Je remercie notre collègue Chassaigne et ses collègues d'avoir présenté une proposition de loi qui pose, de façon cruelle mais réaliste, le problème majeur de l'agriculture d'aujourd'hui. Les revenus de nombreux agriculteurs sont insuffisants et un grand nombre d'exploitations ferment ou ne sont pas reprises.
Quelle que soit notre sensibilité, nous faisons tous le même constat. Certaines communes n'ont plus un seul agriculteur, et de nombreux départements n'enregistrent qu'une installation pour quatre, cinq ou six départs. Nous prévoyons tous une diminution importante du nombre des exploitations sur notre territoire, mais celle-ci frappe particulièrement les régions où sont pratiqués l'élevage, la polyculture ou la culture hors sol.
Le débat que suscitera l'examen de cette proposition de loi en séance publique nous permettra d'éclairer le présent et de proposer des solutions pour l'avenir.

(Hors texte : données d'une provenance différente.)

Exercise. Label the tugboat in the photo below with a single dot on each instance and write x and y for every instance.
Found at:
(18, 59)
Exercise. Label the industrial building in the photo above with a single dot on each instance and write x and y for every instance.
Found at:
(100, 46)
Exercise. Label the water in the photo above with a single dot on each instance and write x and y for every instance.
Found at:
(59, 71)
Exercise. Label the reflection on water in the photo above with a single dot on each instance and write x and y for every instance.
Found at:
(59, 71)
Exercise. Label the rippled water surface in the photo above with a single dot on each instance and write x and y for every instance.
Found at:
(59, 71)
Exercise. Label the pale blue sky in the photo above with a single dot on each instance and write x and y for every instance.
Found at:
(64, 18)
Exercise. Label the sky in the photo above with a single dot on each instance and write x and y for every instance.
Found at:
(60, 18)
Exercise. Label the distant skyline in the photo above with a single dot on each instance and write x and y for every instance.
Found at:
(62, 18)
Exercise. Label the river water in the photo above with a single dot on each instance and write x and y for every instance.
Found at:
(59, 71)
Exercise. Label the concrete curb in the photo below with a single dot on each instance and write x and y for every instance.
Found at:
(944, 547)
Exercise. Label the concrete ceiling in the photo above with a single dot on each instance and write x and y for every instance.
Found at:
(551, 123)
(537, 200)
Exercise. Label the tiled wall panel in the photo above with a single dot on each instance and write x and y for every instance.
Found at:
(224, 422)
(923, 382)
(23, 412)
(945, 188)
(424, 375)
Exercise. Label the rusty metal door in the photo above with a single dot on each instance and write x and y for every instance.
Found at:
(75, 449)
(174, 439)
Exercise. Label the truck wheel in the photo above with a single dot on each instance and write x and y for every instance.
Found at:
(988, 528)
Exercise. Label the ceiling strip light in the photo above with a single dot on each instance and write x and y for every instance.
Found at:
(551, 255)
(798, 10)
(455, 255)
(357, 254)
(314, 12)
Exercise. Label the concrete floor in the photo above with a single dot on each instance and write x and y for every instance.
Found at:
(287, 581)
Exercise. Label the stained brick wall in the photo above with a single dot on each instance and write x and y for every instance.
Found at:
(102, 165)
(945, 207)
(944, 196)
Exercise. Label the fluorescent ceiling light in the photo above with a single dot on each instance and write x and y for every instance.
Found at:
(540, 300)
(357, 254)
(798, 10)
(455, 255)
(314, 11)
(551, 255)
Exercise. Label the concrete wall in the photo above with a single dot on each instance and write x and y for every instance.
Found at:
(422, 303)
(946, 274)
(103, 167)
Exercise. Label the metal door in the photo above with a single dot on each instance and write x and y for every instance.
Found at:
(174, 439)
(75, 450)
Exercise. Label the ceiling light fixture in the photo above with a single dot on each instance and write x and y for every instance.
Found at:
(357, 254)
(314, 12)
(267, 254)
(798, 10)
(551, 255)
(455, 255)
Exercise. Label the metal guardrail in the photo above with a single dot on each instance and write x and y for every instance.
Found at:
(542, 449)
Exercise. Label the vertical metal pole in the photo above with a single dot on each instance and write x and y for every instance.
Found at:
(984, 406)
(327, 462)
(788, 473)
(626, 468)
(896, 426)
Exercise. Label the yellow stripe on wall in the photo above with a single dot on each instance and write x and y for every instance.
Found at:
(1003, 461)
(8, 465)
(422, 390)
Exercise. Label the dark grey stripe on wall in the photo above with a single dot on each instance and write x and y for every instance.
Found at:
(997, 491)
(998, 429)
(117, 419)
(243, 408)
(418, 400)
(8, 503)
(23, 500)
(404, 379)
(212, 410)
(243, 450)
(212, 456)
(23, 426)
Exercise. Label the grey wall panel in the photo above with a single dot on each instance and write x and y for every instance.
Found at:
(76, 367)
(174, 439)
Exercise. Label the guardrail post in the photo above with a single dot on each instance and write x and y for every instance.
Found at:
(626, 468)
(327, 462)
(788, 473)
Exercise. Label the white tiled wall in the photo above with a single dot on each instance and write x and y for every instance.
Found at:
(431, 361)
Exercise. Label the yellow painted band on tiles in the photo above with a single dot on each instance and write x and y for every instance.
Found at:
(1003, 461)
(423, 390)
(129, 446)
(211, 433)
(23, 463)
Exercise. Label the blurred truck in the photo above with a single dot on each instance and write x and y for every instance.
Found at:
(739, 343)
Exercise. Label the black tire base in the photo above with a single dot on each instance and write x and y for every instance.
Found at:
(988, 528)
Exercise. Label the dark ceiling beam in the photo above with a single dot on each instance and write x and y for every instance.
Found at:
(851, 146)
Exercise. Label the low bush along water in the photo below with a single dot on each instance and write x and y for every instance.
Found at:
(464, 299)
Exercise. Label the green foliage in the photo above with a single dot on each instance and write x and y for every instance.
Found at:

M. Chassaigne place la question des prix agricoles au centre de sa proposition. C'est une vraie question dans un marché ouvert : comment garantir au producteur des prix suffisants ? Comment faire en sorte que les prix soient rémunérateurs et que la grande distribution achète les produits à de tels prix ? Je vous avoue, mes chers collègues, que je n'ai pas de réponse. Comment, en toute légalité, soutenir les prix du fait des réglementations européennes et imposer à des acheteurs d'acheter des produits dont les prix sont fixés ? Soyons clairs, c'est totalement impossible.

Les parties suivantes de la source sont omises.